Affiliation:
1. Oil and Gas Research Institute of the Russian Academy of Sciences, ul. Gubkina 3, Moscow, 119333, Russia
2. Geological Institute of the Russian Academy of Sciences, Pyzhevsky per. 7, Moscow, 119017, Russia
Abstract
Abstract
—We substantiate certain ideas concerning the key role of fluid-geodynamic processes in the evolvement of hydrocarbon accumulations at great depths, in the Earth’s crust. The presented geodynamic model of oil and gas accumulation is based on updated ideas of the structure of the Earth’s tectosphere, which includes plate, preplate, and folded complexes, and the model makes clearer the spatial scale of the organic matter transformation into hydrocarbons of the oil series. In the bottom layers of the Earth’s crust, we predict the existence of a special stagnation type of water-drive systems with the following distinguishing features: (a) different scales of manifestation, from local to regional; (b) a limited nature of processes of water exchange with the external environment; (c) absence of persistent drainage horizons (beds and interbeds); (d) alignment of hydrodynamic potentials in terms of depths and laterals; and (e) increasing importance of lithohydrochemical and organic-chemistry factors in the development of the void space of the fluid host medium. In their inner space, systems with difficult water exchange can exercise control over the evolvement and preservation of autoclave hydrocarbon systems for a long time, the key feature of the autoclave systems being spatial coincidence (localization) of the processes of oil and gas generation and accumulation.

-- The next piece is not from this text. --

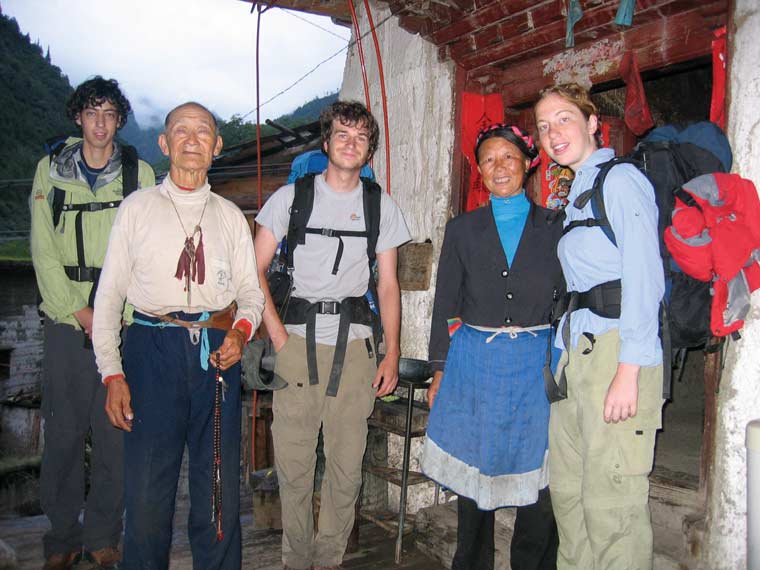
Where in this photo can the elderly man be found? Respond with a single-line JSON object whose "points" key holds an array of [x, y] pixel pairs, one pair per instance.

We assume that, in the settings of all-round compression, hydrodynamic instability, and no drainage, occurrence of productive zones is controlled by foci of low pore (reservoir) pressures rather than by local hypsometric highs. We present results of prediction of the development of water-drive stagnation systems occurring in the subsalt deposits of the Caspian depression within the unpenetrated areas of the subsalt profile. For the sedimentary cover at large (and ultralarge) depths, a prediction of reservoir pressures was made, which can be regarded as a necessary component in any prediction of oil and gas potential, since it makes it possible to contour some new (previously unknown) industrially significant zones of hydrocarbon accumulation.